Социологические опросы также фиксируют довольно серьезное несовпадение общего числа верующих в Бога (58%) с общим количеством приверженцев конкретных конфессий (75%). При этом среди православных верят в Бога 72%, среди мусульман – 84%. Следовательно, значительная часть россиян, относящих себя к какой-либо конфессии, скорее, обозначают свою принадлежность к той или иной культурной традиции, нежели связывают это с вопросом веры. Таким образом, актуализацию религиозной идентичности можно рассматривать не как возрастающую религиозную активность населения и его возврат к Вере, а, скорее, как повышение потребности в устойчивых культурно-цивилизационных характеристиках в жизни индивида и общества. Именно это во многом переформатирует проявление религиозного как такого в политической и общественной жизни, а «религия включается в “глобальный порядок” не столько как некий институт, анклав, община, сколько как некий жанр коллективной или индивидуальной идентичности»15. Это показывает, что дихотомичное противопоставление секулярное/религиозное начинает размываться, религиозные интенции приникают в личную жизнь и коллективное поведение, потребность в общении с Богом становится все более четкой, соблюдение определенных обрядов является манифестацией идентификационных оснований.

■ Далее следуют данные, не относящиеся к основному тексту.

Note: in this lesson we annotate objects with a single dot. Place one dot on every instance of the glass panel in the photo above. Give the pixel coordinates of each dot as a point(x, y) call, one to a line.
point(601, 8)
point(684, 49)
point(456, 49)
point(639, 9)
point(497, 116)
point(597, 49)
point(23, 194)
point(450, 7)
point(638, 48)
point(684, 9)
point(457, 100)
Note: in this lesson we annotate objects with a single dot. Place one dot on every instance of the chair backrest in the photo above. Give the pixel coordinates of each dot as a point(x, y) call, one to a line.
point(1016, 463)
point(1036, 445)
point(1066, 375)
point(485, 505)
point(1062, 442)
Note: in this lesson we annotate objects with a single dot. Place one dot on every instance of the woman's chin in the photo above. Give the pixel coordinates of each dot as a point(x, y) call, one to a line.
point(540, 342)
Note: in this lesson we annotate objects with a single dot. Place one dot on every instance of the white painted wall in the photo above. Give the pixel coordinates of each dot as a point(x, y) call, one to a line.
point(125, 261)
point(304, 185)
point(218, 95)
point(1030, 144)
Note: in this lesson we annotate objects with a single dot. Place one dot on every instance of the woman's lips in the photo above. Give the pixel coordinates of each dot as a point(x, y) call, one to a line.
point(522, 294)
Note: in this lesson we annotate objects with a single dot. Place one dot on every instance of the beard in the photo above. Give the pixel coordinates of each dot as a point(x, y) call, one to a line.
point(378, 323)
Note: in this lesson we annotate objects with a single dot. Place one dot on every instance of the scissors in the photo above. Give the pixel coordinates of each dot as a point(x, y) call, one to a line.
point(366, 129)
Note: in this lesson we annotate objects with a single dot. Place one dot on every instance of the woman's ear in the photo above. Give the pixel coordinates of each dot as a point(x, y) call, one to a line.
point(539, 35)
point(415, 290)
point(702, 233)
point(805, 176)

Таким образом, для одних людей важным является вовлеченность в религиозную жизнь и религиозная практика, для других – общая культурно-цивилизационная принадлежность, поиск форм солидарностей. Межрелигиозный диалог в России: сферы сотрудничества, опыт исторического единства Вопрос о возможности и формах сотрудничества представителей различных религий (особую важность здесь имеет православномусульманский диалог) является проекцией проявления религии как идентификационного критерия, а также возможностей и параметров выстраивания общероссийской идентичности. Для общественного настроения и поведения во все периоды истории российской цивилизации было характерно, как правило, терпимое отношение к людям других верований и убеждений, их лояльные или же доброжелательные взаимосвязи в разных сферах личной и общественной жизни. Сегодня межконфессиональные войны в качестве угрозы национальной безопасности вызывают беспокойство только у пятой части россиян, тогда как 50% не воспринимают ее как реальную.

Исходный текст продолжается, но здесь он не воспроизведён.